Switch from Single DHCP to Master-Slave DHCP setup

Steven Carr sjcarr at gmail.com
Tue Jul 30 07:04:43 UTC 2013

On 30 July 2013 01:14, Gregory Sloop <gregs at sloop.net> wrote:

> Time synchronization is *very* important too. Use NTP to make sure the
> master and slave are in very close sync time-wise. [I've heard greater
> than 60 seconds time skew between the two will cause huge issues. I'm
> not sure if that's the exact right value where problems start, but the
> gist is the same: Keep them time sync'd.]

Not sure on the exact tolerance with DHCP failover but as a general rule,
*every* device on my network will sync against a central NTP server.

> What steps would one take when you need to take one of the DHCP
> servers off-line for a while. [Hours to more than days?]
> [Looks like use omshell, and...]
> server someserver.fqdn
> key keyname secretkey
> connect
> new failover-state
> set name downservername
> local-state = 4
> update
> Does that look right?

So assuming it's DHCPD v4 then yes, set local-state to 4 to indicate that
the partner is down. But this really depends on your leases. If you have
short leases then when one of the peers is down hosts will start renewing
while the other system is down and get issued with leases that are valid
for the MCLT time you specified. So you probably will end up increasing
your DHCP traffic during the outage. Additionally you have to work out your
free IP addresses, the servers in a failover will always split the
remaining "free" pool addresses 50/50 so if you had 100 addresses in a
pool, 20 in use, each server would have 40 IP addresses allocated to
itself. When the secondary is down the primary will still only have it's 40
addresses, it cannot use the 40 addresses belonging to the secondary, only
when you put the primary into partner-down can it gain access to those
addresses. (The primary will happily renew any existing address leases
belonging to the secondary server but issue a lease with MCLT time only, if
it's a new client then it will use an address from it's own half of the
pool). So if you can live with the increase in traffic *and* have plenty of
free IP addresses available to the primary then you can leave it as it is.
If IP address numbers are tight or you don't want the extra traffic then
first shut down the DHCP service on the secondary server and then run the
omshell commands on the primary to set it into partner-down (DHCPD on the
secondary must not be running, as soon as it comes back up it will cancel
the partner-down and try to resync).

...And if so, how would one query for the current state?
> [Use "open" instead of "local-state = 4"?

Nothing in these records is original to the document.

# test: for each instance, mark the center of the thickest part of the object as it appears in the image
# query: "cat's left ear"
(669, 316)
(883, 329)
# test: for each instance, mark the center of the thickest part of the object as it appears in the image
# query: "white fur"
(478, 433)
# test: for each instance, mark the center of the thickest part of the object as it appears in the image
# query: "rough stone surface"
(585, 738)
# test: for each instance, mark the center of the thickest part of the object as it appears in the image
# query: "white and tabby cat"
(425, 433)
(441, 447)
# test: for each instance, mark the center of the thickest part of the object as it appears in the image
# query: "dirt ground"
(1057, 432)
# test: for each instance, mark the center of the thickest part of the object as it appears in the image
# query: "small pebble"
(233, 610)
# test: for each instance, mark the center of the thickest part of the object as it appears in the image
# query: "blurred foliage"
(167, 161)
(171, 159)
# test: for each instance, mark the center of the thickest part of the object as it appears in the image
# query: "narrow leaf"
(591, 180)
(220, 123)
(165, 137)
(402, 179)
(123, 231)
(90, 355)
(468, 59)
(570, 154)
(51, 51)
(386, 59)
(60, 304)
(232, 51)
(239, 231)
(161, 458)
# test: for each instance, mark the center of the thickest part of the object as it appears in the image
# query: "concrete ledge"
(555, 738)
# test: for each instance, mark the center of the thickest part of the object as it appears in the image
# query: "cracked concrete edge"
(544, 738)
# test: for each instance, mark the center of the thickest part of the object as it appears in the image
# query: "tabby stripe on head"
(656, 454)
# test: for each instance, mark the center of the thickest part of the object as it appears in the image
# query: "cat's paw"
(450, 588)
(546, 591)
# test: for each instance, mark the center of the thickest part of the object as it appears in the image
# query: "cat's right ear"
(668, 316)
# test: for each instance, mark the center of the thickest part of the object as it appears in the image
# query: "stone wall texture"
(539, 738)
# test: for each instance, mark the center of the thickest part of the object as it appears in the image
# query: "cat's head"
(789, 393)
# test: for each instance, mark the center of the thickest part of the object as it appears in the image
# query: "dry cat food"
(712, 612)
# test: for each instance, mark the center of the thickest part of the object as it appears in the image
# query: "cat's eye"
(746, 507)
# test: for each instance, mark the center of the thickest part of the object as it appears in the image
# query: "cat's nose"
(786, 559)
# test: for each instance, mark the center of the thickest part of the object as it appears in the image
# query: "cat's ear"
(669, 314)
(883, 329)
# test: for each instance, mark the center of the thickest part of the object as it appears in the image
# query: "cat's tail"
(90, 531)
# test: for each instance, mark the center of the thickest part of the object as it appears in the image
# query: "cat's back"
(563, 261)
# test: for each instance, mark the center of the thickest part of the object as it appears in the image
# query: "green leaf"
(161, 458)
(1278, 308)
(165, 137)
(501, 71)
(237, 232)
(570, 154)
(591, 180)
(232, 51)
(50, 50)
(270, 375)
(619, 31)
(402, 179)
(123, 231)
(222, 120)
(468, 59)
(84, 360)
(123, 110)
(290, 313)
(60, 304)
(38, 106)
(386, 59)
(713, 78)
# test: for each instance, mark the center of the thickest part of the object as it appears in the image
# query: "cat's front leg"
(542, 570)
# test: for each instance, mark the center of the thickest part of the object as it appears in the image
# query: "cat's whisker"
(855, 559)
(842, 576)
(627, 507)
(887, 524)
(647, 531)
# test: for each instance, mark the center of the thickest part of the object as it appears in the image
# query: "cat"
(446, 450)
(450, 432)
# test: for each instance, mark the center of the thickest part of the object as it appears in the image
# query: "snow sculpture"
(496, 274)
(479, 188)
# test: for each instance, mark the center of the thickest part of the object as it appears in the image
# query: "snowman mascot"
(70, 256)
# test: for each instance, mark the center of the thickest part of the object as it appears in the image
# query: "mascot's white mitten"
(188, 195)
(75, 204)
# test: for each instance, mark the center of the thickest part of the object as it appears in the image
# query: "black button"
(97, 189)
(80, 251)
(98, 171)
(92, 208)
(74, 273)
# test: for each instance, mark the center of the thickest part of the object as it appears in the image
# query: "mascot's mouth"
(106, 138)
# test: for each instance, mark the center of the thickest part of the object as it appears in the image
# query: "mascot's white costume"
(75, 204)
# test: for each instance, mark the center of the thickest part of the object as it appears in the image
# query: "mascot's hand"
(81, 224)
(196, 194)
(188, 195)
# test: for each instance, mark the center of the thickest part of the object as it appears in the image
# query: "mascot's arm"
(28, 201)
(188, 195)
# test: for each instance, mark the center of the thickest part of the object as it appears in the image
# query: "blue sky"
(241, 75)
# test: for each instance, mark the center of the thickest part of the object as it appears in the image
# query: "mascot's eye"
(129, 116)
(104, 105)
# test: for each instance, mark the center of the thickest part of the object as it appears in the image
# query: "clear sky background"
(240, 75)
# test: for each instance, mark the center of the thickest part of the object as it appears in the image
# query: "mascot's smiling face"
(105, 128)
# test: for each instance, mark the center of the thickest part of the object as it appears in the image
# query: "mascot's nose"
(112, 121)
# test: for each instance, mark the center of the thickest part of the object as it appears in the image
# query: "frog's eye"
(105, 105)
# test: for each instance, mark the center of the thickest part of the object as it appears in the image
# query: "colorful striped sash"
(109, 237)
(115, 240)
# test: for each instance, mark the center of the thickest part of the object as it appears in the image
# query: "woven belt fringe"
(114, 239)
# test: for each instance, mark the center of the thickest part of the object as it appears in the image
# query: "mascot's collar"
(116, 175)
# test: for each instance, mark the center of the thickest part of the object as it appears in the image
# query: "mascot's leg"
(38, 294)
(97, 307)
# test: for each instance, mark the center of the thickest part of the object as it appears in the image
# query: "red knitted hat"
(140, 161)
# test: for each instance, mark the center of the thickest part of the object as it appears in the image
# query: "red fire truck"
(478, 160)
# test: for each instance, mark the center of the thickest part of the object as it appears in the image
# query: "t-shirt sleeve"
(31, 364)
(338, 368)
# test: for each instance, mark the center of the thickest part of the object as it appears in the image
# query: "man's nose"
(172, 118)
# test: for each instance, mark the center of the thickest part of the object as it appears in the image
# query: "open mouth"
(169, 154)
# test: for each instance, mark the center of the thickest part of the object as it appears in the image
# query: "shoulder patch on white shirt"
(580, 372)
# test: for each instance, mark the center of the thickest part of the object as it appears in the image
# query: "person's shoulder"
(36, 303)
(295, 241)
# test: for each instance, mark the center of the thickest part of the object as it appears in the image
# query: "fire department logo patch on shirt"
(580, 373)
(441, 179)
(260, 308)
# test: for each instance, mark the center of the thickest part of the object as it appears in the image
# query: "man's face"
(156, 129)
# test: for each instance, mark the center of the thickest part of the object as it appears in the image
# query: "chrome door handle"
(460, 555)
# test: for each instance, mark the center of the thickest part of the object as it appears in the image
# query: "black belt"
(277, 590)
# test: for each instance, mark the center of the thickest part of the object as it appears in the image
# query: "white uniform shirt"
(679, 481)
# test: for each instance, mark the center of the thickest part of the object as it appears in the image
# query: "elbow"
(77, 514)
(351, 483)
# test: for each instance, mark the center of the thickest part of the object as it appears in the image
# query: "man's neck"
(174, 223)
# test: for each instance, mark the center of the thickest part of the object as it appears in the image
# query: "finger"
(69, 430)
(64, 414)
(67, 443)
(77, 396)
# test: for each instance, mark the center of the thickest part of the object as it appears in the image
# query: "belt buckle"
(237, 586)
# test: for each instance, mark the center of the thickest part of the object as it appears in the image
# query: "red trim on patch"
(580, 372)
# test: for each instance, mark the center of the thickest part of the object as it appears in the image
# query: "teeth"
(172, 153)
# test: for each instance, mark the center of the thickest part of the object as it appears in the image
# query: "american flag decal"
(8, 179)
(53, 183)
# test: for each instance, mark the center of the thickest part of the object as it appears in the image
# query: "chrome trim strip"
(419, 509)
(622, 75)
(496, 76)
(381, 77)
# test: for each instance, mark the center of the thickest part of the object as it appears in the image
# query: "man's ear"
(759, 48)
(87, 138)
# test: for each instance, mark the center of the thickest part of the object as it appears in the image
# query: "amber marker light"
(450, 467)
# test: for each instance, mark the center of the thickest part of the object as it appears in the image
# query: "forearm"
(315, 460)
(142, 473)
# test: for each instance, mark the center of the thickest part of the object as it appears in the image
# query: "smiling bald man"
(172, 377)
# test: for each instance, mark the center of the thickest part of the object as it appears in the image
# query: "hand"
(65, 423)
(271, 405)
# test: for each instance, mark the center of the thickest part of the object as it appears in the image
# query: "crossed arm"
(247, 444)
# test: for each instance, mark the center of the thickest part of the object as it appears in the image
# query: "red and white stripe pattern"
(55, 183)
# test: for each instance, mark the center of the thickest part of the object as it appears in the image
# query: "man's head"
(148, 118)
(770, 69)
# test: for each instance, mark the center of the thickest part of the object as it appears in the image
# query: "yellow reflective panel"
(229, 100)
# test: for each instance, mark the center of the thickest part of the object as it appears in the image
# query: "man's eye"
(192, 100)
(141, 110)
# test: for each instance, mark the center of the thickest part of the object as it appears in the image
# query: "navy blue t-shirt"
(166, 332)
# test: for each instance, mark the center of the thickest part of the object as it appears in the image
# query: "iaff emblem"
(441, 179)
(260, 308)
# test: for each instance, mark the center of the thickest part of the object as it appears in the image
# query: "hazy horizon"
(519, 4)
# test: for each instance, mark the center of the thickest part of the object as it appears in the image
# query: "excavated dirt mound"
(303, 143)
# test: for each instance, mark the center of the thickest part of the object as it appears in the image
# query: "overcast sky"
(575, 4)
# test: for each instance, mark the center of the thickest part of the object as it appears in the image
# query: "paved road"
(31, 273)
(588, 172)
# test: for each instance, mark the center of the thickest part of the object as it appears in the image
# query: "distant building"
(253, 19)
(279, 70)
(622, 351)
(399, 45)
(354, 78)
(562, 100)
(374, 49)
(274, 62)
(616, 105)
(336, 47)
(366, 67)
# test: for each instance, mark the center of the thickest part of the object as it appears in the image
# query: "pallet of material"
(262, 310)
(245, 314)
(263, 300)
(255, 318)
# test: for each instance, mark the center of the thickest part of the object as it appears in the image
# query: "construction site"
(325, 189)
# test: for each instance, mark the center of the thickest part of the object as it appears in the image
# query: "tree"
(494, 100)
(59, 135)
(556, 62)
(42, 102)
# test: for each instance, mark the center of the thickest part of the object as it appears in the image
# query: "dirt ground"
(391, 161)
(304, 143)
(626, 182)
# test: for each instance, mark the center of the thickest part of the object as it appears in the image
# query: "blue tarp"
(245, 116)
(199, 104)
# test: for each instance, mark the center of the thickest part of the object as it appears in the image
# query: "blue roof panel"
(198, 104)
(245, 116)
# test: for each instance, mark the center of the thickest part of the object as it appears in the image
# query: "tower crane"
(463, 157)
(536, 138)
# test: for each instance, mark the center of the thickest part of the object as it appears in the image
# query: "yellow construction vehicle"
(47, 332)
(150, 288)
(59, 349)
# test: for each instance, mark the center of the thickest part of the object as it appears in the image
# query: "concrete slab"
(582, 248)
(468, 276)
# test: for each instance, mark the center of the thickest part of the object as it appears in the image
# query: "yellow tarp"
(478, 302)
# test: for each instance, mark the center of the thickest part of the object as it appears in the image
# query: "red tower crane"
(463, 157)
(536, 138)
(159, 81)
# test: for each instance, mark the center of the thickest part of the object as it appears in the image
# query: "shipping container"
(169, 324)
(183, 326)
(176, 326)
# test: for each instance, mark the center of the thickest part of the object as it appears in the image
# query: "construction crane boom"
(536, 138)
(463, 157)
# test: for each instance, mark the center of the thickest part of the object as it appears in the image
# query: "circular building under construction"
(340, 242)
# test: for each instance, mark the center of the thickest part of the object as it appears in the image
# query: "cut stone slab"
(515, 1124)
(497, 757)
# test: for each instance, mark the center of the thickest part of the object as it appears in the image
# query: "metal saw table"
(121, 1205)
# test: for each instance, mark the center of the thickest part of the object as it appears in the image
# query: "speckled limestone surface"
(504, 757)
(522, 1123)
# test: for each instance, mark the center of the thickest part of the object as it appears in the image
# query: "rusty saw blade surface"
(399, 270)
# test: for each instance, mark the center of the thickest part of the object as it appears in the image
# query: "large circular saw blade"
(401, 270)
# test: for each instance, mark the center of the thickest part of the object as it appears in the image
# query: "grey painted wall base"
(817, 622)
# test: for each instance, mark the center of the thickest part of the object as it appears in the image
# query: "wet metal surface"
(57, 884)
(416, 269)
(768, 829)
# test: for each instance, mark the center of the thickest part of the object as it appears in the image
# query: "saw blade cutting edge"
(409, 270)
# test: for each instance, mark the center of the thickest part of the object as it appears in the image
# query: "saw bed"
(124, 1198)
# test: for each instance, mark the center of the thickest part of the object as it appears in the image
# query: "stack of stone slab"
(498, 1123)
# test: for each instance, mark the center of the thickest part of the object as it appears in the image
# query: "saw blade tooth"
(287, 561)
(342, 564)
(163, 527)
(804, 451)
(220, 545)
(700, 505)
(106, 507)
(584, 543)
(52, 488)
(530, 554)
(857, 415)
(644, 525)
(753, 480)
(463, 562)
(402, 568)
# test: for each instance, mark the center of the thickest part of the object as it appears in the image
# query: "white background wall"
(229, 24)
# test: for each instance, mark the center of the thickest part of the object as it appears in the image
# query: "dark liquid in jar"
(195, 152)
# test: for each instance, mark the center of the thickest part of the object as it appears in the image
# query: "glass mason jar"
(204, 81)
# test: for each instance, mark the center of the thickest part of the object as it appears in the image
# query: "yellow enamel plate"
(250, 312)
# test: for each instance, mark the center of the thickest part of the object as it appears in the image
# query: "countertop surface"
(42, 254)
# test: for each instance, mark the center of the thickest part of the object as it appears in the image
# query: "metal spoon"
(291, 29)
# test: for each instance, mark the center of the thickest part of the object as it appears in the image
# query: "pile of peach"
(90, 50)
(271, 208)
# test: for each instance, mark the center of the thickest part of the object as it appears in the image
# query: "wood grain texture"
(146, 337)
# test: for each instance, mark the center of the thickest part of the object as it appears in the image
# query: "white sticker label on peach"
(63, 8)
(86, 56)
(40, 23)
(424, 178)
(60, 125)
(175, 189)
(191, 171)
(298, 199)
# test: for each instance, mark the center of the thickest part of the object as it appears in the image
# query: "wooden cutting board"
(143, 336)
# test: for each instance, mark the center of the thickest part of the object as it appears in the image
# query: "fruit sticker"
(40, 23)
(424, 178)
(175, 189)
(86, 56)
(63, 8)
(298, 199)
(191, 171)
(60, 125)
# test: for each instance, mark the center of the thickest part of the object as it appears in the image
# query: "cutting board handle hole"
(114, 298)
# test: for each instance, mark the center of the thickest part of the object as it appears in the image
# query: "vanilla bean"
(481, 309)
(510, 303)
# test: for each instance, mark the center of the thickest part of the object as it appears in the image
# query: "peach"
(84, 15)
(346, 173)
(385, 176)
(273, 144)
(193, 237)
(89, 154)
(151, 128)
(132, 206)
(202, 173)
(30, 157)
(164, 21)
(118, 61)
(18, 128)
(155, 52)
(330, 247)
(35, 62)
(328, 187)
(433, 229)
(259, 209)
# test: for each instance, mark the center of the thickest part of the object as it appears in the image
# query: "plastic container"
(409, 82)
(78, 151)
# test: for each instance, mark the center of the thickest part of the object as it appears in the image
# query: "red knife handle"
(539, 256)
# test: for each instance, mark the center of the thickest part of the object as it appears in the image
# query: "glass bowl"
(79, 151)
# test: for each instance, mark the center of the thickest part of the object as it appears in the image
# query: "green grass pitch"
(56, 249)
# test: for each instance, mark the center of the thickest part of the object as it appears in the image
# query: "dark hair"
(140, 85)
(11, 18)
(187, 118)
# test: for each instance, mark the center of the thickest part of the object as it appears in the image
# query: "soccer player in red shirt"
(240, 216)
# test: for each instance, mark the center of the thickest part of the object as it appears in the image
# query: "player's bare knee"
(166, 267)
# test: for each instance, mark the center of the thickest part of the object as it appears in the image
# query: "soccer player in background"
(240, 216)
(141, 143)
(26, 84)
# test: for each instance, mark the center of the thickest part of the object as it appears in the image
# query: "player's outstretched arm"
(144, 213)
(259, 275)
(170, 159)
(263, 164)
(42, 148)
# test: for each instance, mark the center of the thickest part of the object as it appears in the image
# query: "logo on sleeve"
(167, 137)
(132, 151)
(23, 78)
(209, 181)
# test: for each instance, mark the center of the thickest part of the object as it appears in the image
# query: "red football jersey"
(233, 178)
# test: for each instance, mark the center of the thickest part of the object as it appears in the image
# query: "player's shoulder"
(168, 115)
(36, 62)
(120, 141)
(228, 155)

Yep, open will return all of the locally configured variables.

> And related:
> What steps for having one of the DHCP servers fail and get replaced
> from a "from-scratch" new server. [Assume no backup of old
> server/lease-file etc.]
> ...From related discussions - it appears you can just (re-)configure a new
> peer and bring it up - and they'll sync up fine. [Ignore complications
> around DNS/DDNS/Master/Slave etc.]

Yeah this sounds right, the secondary server will be down so you can go
ahead and set the primary into partner down. Rebuild your secondary and
then when the DHCP configuration is back in place start up DHCPD and it
should start to resync automatically with the primary.